Le prince des Boscénos maintint sa proposition de marcher à main armée sur le palais de Formose et sur la Chambre des députés.

Le comte Cléna fut plus énergique encore:

— Pour commencer, dit-il, égorgons, étripons, décervelons les républicains et tous les chosards du gouvernement. Nous verrons après.

M. de la Trumelle était un modéré. Les modérés s’opposent toujours modérément à la violence. Il reconnut que la politique de M. le comte Cléna s’inspirait d’un noble sentiment, qu’elle était généreuse, mais il objecta timidement qu’elle n’était peut-être pas conforme aux principes et qu’elle présentait certains dangers. Enfin, il s’offrit à la discuter.

— Je propose, ajouta-t-il, de rédiger un appel au peuple. Faisons savoir qui nous sommes. Pour moi, je vous réponds que je ne mettrai pas mon drapeau dans ma poche.

M Bigourd prit la parole:

— Messieurs, les Pingouins sont mécontents de l’ordre nouveau, parce qu’ils en jouissent et qu’il est naturel aux hommes de se plaindre de leur condition. Mais en même temps, les Pingouins ont peur de changer de régime, car les nouveautés effraient. Ils n’ont pas connu la crête du Dragon; et, s’il leur arrive de dire parfois qu’ils la regrettent, il ne faut pas les en croire: on s’apercevrait bientôt qu’ils ont parlé sans réflexion et de mauvaise humeur. Ne nous faisons pas d’illusions sur leurs sentiments à notre égard. Ils ne nous aiment pas. Ils haïssent l’aristocratie tout à la fois par une basse envie et par un généreux amour de l’égalité. Et ces deux sentiments réunis sont très forts dans un peuple. L’opinion publique n’est pas contre nous parce qu’elle nous ignore. Mais quand elle saura ce que nous voulons, elle ne nous suivra pas. Si nous laissons voir que nous voulons détruire le régime démocratique et relever la crête du Dragon, quels seront nos partisans? Les garçons bouchers et les petits boutiquiers d’Alca. Et même ces boutiquiers, pourrons-nous bien compter sur eux jusqu’au bout? Ils sont mécontents, mais ils sont chosards dans le fond de leurs cœurs. Ils ont plus d’envie de vendre leurs méchantes marchandises que de revoir Crucho. En agissant à découvert nous effrayerons.
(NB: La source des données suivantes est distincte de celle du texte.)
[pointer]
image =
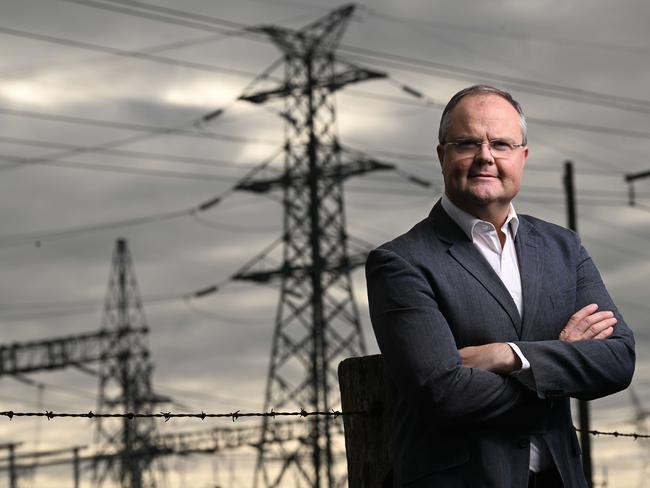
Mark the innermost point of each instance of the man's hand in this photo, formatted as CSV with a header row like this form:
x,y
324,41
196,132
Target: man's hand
x,y
497,357
588,323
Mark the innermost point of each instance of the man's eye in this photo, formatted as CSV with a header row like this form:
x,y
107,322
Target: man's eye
x,y
466,145
500,145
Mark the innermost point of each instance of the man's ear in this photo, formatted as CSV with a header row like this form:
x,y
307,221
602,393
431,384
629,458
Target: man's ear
x,y
440,149
525,156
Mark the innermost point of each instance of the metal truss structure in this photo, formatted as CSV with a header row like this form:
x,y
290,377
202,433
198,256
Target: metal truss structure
x,y
317,322
125,383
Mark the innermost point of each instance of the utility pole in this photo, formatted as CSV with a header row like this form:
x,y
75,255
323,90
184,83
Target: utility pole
x,y
630,178
317,322
583,405
11,461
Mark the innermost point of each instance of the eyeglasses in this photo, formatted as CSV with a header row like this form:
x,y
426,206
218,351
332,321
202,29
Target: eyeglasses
x,y
469,147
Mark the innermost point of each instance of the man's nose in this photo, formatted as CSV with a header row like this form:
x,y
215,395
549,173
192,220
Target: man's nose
x,y
484,154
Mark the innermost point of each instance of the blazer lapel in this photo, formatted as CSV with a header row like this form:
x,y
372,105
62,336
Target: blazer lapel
x,y
529,254
464,251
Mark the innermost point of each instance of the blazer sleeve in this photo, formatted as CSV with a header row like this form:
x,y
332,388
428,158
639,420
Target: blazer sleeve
x,y
420,352
584,369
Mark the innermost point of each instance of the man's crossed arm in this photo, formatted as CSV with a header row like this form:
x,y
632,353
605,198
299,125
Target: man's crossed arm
x,y
498,357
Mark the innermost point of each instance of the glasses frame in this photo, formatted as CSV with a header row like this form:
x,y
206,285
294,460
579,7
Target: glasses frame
x,y
477,146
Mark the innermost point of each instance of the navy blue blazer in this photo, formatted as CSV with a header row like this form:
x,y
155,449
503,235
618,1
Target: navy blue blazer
x,y
431,292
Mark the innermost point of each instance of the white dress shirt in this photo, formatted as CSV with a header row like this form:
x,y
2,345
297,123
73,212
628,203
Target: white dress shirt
x,y
504,262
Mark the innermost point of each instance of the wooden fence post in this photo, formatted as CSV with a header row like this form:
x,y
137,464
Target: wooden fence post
x,y
367,437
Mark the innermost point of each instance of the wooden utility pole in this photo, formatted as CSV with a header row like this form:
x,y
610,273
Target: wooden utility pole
x,y
583,405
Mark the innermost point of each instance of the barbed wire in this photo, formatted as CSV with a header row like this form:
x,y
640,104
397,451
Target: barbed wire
x,y
633,435
50,415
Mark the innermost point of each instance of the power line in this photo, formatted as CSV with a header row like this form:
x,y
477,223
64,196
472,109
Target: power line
x,y
164,14
125,53
39,236
132,126
535,86
122,153
119,169
503,33
532,86
26,70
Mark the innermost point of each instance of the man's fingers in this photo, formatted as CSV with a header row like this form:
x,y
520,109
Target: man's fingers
x,y
597,328
588,322
581,314
605,333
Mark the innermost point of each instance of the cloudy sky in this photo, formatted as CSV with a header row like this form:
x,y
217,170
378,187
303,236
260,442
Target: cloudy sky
x,y
85,85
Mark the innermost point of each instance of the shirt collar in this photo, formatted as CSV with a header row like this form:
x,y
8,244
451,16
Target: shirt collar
x,y
467,222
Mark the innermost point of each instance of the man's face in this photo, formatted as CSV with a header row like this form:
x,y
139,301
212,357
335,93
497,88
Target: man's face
x,y
481,182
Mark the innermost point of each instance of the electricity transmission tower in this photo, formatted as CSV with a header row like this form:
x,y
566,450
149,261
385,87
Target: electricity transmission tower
x,y
317,322
125,383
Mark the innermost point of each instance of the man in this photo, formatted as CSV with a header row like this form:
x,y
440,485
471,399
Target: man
x,y
488,321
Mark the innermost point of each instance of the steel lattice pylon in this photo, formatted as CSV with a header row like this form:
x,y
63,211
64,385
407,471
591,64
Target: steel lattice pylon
x,y
125,384
317,322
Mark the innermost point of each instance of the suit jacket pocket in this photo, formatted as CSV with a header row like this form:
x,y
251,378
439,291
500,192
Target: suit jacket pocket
x,y
444,452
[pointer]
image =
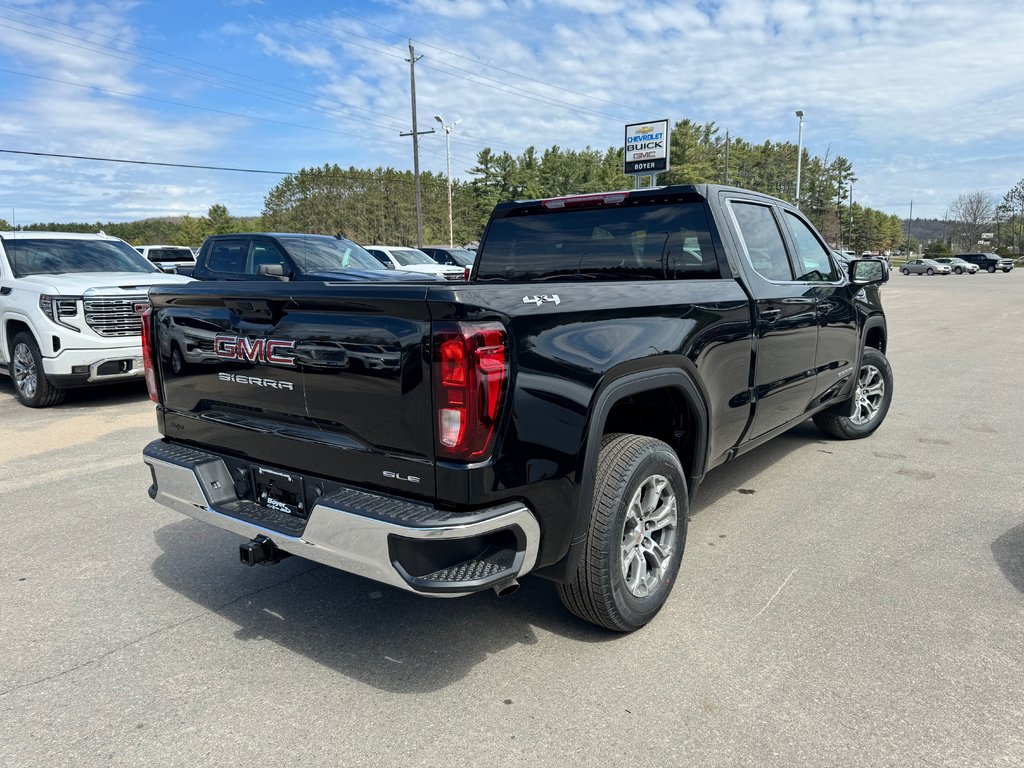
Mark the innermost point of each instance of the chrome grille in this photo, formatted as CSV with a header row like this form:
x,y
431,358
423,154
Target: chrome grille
x,y
115,316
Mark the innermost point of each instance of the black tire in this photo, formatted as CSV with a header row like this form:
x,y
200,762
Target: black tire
x,y
599,591
870,410
177,360
31,385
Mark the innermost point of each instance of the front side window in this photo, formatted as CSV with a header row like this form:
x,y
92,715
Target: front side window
x,y
812,256
765,247
411,256
228,257
54,256
321,254
171,254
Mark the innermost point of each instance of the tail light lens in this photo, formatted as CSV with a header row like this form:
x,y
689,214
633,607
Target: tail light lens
x,y
471,373
151,372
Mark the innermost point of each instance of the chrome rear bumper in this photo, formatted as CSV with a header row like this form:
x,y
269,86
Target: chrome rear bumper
x,y
351,530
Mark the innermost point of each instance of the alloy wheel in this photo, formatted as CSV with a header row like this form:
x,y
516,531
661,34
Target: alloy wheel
x,y
649,536
870,392
26,374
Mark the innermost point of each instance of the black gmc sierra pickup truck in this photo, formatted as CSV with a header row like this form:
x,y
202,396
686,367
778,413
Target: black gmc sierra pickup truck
x,y
554,415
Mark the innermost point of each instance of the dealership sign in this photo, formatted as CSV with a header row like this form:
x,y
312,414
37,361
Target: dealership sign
x,y
647,147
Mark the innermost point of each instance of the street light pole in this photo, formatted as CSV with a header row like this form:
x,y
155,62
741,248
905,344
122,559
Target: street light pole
x,y
852,179
800,152
448,156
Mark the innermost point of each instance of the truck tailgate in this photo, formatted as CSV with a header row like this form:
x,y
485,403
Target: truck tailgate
x,y
334,379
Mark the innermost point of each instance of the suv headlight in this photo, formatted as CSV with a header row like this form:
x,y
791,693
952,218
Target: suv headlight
x,y
56,307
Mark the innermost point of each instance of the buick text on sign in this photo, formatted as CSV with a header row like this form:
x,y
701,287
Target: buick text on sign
x,y
647,147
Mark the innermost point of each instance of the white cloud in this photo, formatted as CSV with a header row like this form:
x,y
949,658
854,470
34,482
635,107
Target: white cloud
x,y
920,95
314,57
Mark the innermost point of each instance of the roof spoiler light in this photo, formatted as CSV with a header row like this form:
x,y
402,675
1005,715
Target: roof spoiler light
x,y
585,201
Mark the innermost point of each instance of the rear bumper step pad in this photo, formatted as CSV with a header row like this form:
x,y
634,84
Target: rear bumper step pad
x,y
351,529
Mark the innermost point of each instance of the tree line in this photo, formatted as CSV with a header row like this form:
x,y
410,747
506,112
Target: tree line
x,y
377,206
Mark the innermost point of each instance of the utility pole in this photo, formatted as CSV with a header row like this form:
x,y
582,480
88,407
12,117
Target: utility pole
x,y
448,156
852,179
909,223
727,158
800,152
416,144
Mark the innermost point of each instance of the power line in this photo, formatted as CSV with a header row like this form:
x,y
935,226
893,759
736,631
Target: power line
x,y
356,177
157,65
288,89
462,55
190,107
144,162
468,76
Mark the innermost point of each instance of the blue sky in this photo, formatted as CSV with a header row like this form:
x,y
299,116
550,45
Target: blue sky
x,y
926,98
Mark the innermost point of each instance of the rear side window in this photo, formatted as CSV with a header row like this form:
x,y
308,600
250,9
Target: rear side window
x,y
643,242
228,257
812,256
765,247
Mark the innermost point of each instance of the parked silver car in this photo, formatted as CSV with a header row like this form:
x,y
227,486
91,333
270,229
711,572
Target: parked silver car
x,y
958,265
925,266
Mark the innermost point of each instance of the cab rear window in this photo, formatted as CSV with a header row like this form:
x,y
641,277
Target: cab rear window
x,y
642,242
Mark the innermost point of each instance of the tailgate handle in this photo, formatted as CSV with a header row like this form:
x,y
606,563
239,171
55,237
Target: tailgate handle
x,y
250,310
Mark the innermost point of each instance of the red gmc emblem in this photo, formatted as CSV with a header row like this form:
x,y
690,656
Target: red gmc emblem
x,y
253,350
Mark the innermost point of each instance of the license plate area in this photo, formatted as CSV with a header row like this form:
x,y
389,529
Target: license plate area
x,y
279,491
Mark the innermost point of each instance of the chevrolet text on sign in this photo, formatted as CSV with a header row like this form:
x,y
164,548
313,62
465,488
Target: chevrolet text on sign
x,y
647,147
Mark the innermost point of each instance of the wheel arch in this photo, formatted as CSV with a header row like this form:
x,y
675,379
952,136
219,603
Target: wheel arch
x,y
875,334
12,326
611,406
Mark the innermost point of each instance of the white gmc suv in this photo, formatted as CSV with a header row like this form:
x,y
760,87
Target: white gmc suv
x,y
71,310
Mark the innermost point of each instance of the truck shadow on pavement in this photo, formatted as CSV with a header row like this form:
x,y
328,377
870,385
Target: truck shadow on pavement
x,y
735,476
108,395
379,635
1009,553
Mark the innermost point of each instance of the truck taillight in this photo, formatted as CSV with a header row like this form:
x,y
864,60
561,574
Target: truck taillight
x,y
151,372
471,374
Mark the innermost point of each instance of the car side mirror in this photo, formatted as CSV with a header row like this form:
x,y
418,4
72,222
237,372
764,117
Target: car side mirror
x,y
868,271
271,270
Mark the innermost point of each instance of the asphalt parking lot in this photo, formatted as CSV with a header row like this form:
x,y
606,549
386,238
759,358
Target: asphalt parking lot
x,y
840,603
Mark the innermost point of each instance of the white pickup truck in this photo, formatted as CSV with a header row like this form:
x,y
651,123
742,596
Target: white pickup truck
x,y
71,309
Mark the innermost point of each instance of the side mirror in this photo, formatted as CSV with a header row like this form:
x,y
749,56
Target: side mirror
x,y
868,271
271,270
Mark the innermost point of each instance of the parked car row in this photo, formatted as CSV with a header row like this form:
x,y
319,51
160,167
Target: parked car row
x,y
445,261
968,263
71,304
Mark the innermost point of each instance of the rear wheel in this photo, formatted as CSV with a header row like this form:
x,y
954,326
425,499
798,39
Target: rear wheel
x,y
870,400
31,385
635,541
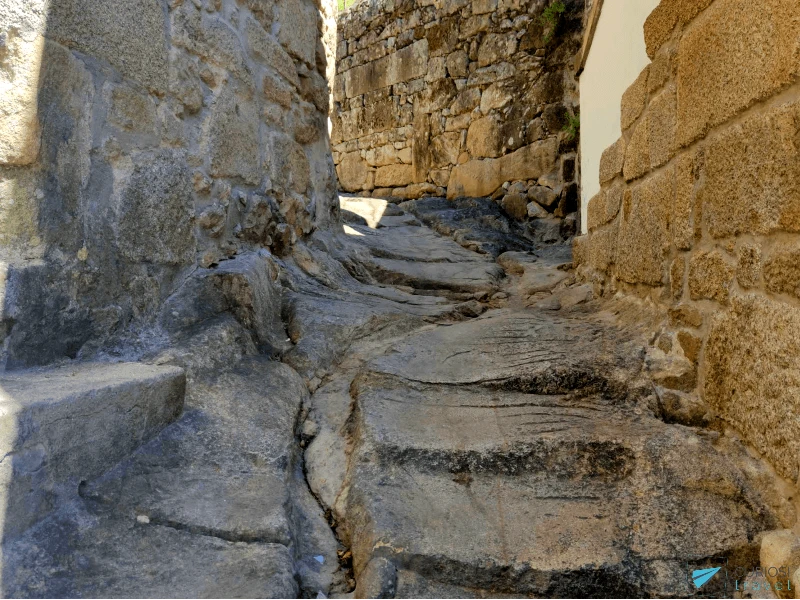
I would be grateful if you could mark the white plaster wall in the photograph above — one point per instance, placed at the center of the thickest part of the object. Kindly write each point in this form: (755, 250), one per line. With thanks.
(616, 58)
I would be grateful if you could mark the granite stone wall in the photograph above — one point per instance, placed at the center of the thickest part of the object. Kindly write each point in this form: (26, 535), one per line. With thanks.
(458, 98)
(700, 213)
(141, 140)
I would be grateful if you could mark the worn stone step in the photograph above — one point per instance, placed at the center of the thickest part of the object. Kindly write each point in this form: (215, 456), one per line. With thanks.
(226, 467)
(62, 426)
(471, 429)
(533, 352)
(521, 535)
(224, 482)
(455, 276)
(98, 556)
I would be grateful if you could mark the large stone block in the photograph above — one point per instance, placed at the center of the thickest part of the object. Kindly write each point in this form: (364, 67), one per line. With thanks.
(685, 183)
(736, 53)
(710, 276)
(409, 63)
(602, 248)
(289, 168)
(394, 176)
(634, 100)
(266, 49)
(612, 160)
(210, 38)
(645, 237)
(156, 210)
(352, 171)
(20, 65)
(484, 138)
(752, 175)
(637, 153)
(233, 143)
(752, 379)
(665, 17)
(445, 149)
(478, 178)
(596, 211)
(661, 127)
(782, 269)
(64, 426)
(131, 36)
(298, 29)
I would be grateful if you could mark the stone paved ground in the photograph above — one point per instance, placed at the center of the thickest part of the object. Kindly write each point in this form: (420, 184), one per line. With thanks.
(448, 421)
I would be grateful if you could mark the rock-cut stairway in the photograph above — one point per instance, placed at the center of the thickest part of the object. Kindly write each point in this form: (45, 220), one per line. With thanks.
(441, 424)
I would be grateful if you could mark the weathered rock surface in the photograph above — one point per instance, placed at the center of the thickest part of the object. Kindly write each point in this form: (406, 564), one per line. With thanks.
(425, 435)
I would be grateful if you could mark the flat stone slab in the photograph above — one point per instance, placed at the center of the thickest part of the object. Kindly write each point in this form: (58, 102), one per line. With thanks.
(62, 426)
(534, 351)
(227, 467)
(529, 494)
(106, 557)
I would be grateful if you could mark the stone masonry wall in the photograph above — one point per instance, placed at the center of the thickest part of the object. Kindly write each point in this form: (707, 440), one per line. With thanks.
(700, 212)
(142, 139)
(458, 97)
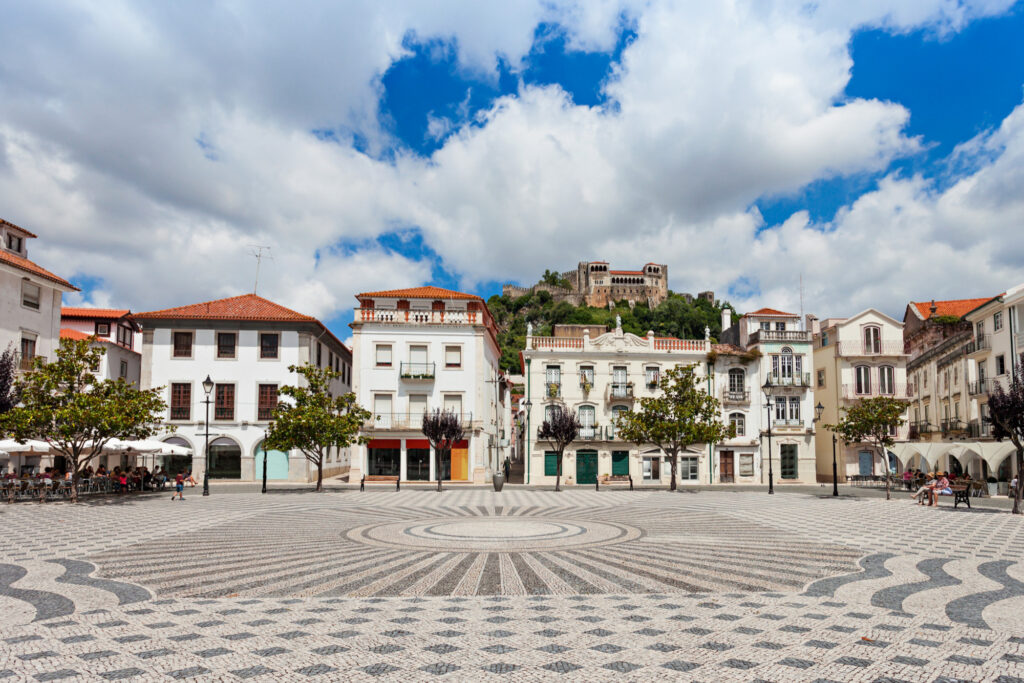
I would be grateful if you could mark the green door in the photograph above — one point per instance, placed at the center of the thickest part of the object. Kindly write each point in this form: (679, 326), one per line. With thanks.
(586, 467)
»Pour qu’on nous trouve sympathiques et qu’on nous suive, il faut que l’on croie que nous voulons, non pas renverser la république, mais au contraire la restaurer, la nettoyer, la purifier, l’embellir, l’orner, la parer, la décorer, la parfumer, la rendre enfin magnifique et charmante. Aussi ne devons-nous pas agir par nous-mêmes. On sait que nous ne sommes pas favorables à l’ordre actuel. Il faut nous adresser à un ami de la république, et, pour bien faire, à un défenseur de ce régime. Nous n’aurons que l’embarras du choix. Il conviendra de préférer le plus populaire et, si j’ose dire, le plus républicain. Nous le gagnerons par des flatteries, par des présents et surtout par des promesses. Les promesses coûtent moins que les présents et valent beaucoup plus. Jamais on ne donne autant que lorsqu’on donne des espérances. Il n’est pas nécessaire qu’il soit très intelligent Je préférerais même qu’il n’eût pas d’esprit. Les imbéciles ont dans la fourberie des grâces inimitables. Croyez-moi, messieurs, faites renverser la chose publique par un chosard de la chose. Soyons prudents! La prudence n’exclut pas l’énergie. Si vous avez besoin de moi, vous me trouverez toujours à votre service.